Heart Transplant Success Rate

It is estimated that the total mortality associated with heart transplant procedure in India is only about 10 per cent, which is the lowest in the world. As a matter of fact, in some of the best hospitals for a heart transplant in India, the success rate of patients is as high as 90 to 95 per cent.

How long does a heart transplant take?

A heart transplant is performed when the patient is asleep and under general anaesthesia. The procedure itself typically lasts between four and six hours. When the transplant is performed, you will have a heart-lung bypass machine linked to your body. This equipment will perform the functions of the heart and lungs on its own. A thin and flexible tube catheter will also be implanted so that urine may be drained from your bladder both before and after the procedure.

Heart Transplant Cost

Any person needing a heart transplant may find the expense a significant barrier to receiving one. Medication, consultation, and therapy for a terminal cardiac problem may be costly for the patient.

In most cases, doctors advise patients and their families to research insurance policies to see whether organ transplants are covered. There is a wide range, often between 20 and 25 lakhs, in which the cost of a heart transplantation falls. This entails everything from diagnosis and preparation to transplant and subsequent rehabilitation. The factors that most affect the price are:

  • Cost of Organ Transportation and Return.
  • The surgical team's knowledge, competence, and experience, together with the cutting-edge equipment and methods they use.
  • Technology and Facilities in Healthcare Facilities.
  • Length of hospital stay and kind of room selected.
  • Restoration and Rehab.
  • Concerns about one's health

After a transplant, patients will need to take medicine for the rest of their lives

Transplant patients who do not reside in the area around the hospital or who have travelled from another city for the procedure should also consider the cost of living in the destination location. Most importantly, patients and their loved ones will look for a short-term rental home close to the medical centre. Over months, these expenditures may become significant.
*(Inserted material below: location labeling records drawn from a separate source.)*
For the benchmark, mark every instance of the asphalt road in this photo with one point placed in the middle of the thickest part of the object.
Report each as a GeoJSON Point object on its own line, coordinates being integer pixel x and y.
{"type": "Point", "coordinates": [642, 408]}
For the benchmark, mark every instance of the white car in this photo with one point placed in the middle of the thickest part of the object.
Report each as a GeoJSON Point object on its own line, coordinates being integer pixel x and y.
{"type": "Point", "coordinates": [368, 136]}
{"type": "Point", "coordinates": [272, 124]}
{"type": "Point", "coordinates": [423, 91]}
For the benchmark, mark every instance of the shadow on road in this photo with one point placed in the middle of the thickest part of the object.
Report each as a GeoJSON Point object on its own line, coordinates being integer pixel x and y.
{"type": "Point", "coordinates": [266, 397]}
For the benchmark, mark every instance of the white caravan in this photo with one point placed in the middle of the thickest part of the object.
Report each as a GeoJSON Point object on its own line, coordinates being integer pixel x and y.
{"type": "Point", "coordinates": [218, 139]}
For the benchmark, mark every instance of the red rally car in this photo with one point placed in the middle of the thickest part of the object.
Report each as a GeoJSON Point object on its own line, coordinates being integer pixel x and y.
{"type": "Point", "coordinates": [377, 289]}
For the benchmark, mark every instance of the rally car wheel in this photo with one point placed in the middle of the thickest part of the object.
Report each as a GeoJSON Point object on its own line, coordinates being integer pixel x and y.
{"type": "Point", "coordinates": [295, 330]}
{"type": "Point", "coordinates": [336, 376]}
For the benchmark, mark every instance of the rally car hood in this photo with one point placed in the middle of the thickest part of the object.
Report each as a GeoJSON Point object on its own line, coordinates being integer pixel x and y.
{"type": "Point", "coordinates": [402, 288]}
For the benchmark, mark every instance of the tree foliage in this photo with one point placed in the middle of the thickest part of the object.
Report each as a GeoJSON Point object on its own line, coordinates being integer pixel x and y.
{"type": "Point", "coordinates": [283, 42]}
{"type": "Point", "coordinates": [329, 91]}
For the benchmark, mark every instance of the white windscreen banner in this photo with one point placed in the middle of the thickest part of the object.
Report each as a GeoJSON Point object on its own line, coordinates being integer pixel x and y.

What It's Like to Live With a New Heart After Transplant

After a heart transplant, you will need ongoing monitoring. There will be a slew of checks in the first several months to see whether the replacement heart is functioning correctly and to rule out any potential complications. To have a high standard of living following a heart transplant, your health must be maintained at all times. Visit your doctor often and be forthright about any concerns you may have.

Heart Transplant FAQs

When someone needs a new heart, how long does it take to receive one?

The average period spent waiting for a heart donor is many months. It may take days, or it could take a year or more, to acquire a new heart. According to the July 2021 report from the Scientific Registry of Transplant Recipients, 70.9% of Temple's transplant patients were given new organs within a year of their initial diagnosis. Compared to the average 55.2% throughout the country, that wait time is much lower.

Is it possible to transplant a male heart into a female?

Women who received hearts from male donors did not have a higher risk of organ rejection than those who received hearts from female donors. Researchers concluded that the results support matching transplant recipients with donors of the same sex wherever possible.

How do medical professionals choose who will get a heart?

The severity of one's cardiac condition is a critical factor in determining whether or not one should get a heart transplant. Treatments are available for cardiovascular illnesses. Additional disorders may compromise transplant success or raise surgical risks.

Who are these heart donors?

Donating organs from a person who is brain dead and being kept alive by a ventilator is necessary for a heart transplant. Due to the greater demand for heart transplantation and the limited supply of organs from donors who have passed away, the waiting period for most transplant candidates is substantial.